To the Editor:
The authors reported no conflicts of interest.
The Journal policy requires editors and reviewers to disclose conflicts of interest and to decline handling or reviewing manuscripts for which they may have a conflict of interest. The editors and reviewers of this article have no conflicts of interest.
Fukuhara and colleagues1 reported, in a recent and interesting article, their clinical retrospective series on the use of laser septal fenestration as an adjunct to accurately and efficiently optimize the distal landing zone during thoracic endovascular aortic repair (TEVAR) procedure in chronic type B aortic dissections (cTBAD).
Despite significant progress, TEVAR is hindered by persistent perfusion of the false lumen (FL) and aneurysm growth. Various techniques to address FL perfusion exist. As the authors stated, 2 approaches are possible; the first, through the obliteration of the FL, and the second through the creation of a common aortic lumen as the optimized distal landing zone. Both methods have pros and cons: the use of over instructions for use devices, costs, and the accidental occlusion of branch vessels in the first method, and the rare possibility of aortic rupture in the other.
In this experience, the authors perform a laser fenestration approximately 6 to 10 cm proximal to the intended distal TEVAR landing zone, cannulating a single lumen (true lumen or FL), and subsequently release the stent graft in the true lumen with possible postdilation in case of incomplete expansion. The results are excellent, with elimination of retrograde FL flow and, although the follow-up is short (median 8.2 months), with positive aortic remodeling with complete exclusion of the FL in 90% of cases.

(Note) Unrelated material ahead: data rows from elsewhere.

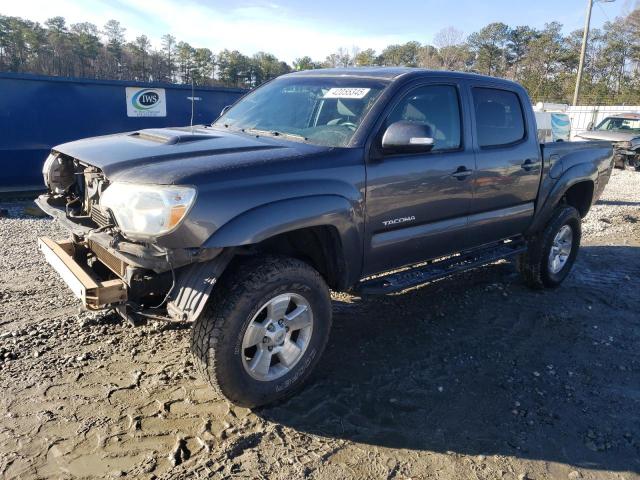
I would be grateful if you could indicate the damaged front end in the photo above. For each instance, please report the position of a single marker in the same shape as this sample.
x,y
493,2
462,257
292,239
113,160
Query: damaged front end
x,y
112,259
626,155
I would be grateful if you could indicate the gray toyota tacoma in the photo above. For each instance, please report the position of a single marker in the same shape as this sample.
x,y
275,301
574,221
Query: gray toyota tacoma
x,y
369,181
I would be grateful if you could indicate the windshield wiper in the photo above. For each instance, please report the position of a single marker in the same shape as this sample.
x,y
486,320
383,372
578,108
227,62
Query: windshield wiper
x,y
272,133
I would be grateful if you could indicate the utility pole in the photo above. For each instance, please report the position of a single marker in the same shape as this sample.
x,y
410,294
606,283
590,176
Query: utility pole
x,y
583,51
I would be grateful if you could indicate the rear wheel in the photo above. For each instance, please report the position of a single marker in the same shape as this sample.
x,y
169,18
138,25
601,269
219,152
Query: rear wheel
x,y
264,329
551,254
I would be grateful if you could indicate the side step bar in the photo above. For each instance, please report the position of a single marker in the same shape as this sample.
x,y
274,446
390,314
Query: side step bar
x,y
439,269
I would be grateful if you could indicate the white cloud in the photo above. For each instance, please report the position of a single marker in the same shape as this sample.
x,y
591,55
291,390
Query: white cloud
x,y
265,26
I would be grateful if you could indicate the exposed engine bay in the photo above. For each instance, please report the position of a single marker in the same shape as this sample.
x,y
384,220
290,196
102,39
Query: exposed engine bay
x,y
97,245
79,186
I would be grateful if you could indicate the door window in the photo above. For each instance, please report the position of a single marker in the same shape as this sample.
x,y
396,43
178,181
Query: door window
x,y
499,118
436,106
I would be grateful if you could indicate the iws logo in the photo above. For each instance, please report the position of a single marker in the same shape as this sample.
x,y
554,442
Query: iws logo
x,y
146,102
145,99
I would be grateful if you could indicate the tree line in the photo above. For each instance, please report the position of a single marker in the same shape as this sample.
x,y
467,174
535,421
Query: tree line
x,y
544,60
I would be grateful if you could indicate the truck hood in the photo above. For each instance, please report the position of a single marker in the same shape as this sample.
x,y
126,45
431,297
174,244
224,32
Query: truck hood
x,y
180,155
610,135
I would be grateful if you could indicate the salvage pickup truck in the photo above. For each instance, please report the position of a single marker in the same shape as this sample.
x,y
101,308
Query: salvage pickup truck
x,y
369,181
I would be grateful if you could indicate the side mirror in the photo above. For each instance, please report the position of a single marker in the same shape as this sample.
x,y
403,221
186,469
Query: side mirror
x,y
407,137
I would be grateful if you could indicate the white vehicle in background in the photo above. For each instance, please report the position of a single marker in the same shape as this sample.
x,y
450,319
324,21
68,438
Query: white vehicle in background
x,y
554,124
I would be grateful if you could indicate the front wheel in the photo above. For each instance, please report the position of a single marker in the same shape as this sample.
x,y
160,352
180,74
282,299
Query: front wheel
x,y
551,254
264,329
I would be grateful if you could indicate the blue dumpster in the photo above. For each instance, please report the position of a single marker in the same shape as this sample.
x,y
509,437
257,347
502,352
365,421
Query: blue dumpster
x,y
38,112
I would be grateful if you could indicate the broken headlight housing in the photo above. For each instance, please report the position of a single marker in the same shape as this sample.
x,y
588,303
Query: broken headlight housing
x,y
58,173
144,212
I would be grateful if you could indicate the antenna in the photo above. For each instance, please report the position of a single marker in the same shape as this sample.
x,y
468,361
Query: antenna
x,y
193,100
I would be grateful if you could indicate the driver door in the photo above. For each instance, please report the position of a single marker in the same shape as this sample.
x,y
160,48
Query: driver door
x,y
417,203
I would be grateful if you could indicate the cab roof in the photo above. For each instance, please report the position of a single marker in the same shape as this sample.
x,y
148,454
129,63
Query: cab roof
x,y
393,73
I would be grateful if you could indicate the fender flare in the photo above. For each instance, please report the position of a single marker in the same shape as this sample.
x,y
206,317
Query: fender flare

In our experience in the treatment of cTBAD, we have recently (in the last 3 years) preferred to use a scissor-technique (Figure 1)2 after creating a re-entry tear by laser (3 cases) or needle (5 cases) fenestration and subsequent release of the stent graft with 5% to 10% oversizing of the total aortic diameter. We observed technical success of FL exclusion in 100% of cases with complete remodeling in 87.5% of cases in a mean follow-up of 13 months.3, 4, 5, 6
We agree with the authors' statement to choose the distal landing zone at most proximal aortic segment with a normal caliber of its total aortic diameter. Differently, we prefer to have the simultaneous control of the 2 lumens in case of fenestration through the FL and create the new entry tear distal to the TEVAR landing zone.
In conclusion, we believe that the described procedure provides a safe and reliable tool and improves the current armamentarium in the endovascular treatment of cTBAD, and that laser fenestration is increasingly widespread in endovascular procedures.